I also carry a bottle of the sanitizing hand-wash, for those times when you can't get to a sink (ie car accidents and what have you)


----------



## AJ Hidell (Feb 26, 2009)

emtfarva said:


> This is why I wash my hands after every call and use gloves.


I'm glad to hear that this is happening.  Gloves weren't even common in EMS until the late 80s.  And as they became standard, too many people took them as an excuse to never wash their hands anymore.  I still see this continue to some extent.  I never see it in a provider who has actually taken microbiology though.  Go figure.


----------



## Arkymedic (Feb 26, 2009)

I clean it all after each call and at the beginning of the shift I wipe down the cables, spo2, glucometer, laryngoscope, and anything else that possibly could have been forgot about by the previous crew. 


Sasha said:


> I found this article about infection control while looking for something completely different and thought it was interesting.
> *Issues of infection control in prehospital settings*
> Full Article:http://www.jephc.com/full_article.cfm?content_id=497


----------



## seanm028 (Feb 26, 2009)

AJ Hidell said:


> I never see it in a provider who has actually taken microbiology though.  Go figure.



I took microbiology last semester.  I've used a paper towel to open bathroom doors ever since.


----------



## AJ Hidell (Feb 26, 2009)

seanm028 said:


> I took microbiology last semester.  I've used a paper towel to open bathroom doors ever since.


LOL!  Yep, we are the ones who leave the used paper towels laying on the floor next to the rest room door if there is no trash can at the exit.


----------



## Airwaygoddess (Feb 26, 2009)

You better believe I clean and decon all patient care equipment!!


----------



## CAOX3 (Feb 26, 2009)

There is nothing like getting in an ambulance after a day off and seeing dried blood on the ceiling.

I dont know if if Im more upset they didnt clean the ceiling or happy I wasnt on a call where blood got on the ceiling.
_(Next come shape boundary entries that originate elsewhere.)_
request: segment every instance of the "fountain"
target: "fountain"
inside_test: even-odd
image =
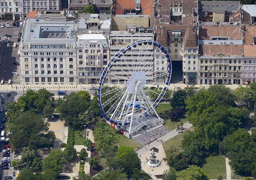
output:
[[[155,155],[155,152],[153,149],[150,155],[149,159],[147,161],[147,165],[150,168],[158,167],[161,164],[161,162],[158,159],[157,159],[157,156]]]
Yeah we have a policy where everything gets wiped down after the call is done.  You know with those super wipes that will find any cut you have had in the last year....Yeah those are the ones.


----------



## el Murpharino (Feb 26, 2009)

Alot of hospitals are going to disposable equipment now - SpO2 readers, BP cuffs, etc.  Can't say I blame them...although I'm not sure how cost effective it is.


----------



## Sasha (Feb 26, 2009)

> You know with those super wipes that will find any cut you have had in the last year....Yeah those are the ones.



The Cancer Wipes? The ones that are supposed to give you liver cancer or something if you don't wear gloves to use them?


----------



## amberdt03 (Feb 26, 2009)

VentMedic said:


> Sometimes the ED staff are already anticipating the long haul and have a list of differential dxs forming from the report or even the NH already called ahead with something signicant like C-Diff precautions.



sometimes when i would go to the hospital to pick up a patient that is going to a nursing home, i see the precautions sign on the door. so i would ask the nurse what the patient has and they would tell me mrsa in the nares. so i would put a gown on and a mask and go in. about a minute later the nurse would walk in with no gown, gloves, or mask on. and they would look at me like i was crazy.


----------



## rhan101277 (Feb 26, 2009)

I have wiped down backboards and stretchers.  On many IFT calls the stretcher doesn't get wiped down.  Even though they are wiped down they can still get spores on them from you if you are sick, or from outside air if people are close enough.

What about changing your gloves if touching multiple patients?  Do you do that everytime? Or only when your gloves come into contact with blood or other bodily fluids.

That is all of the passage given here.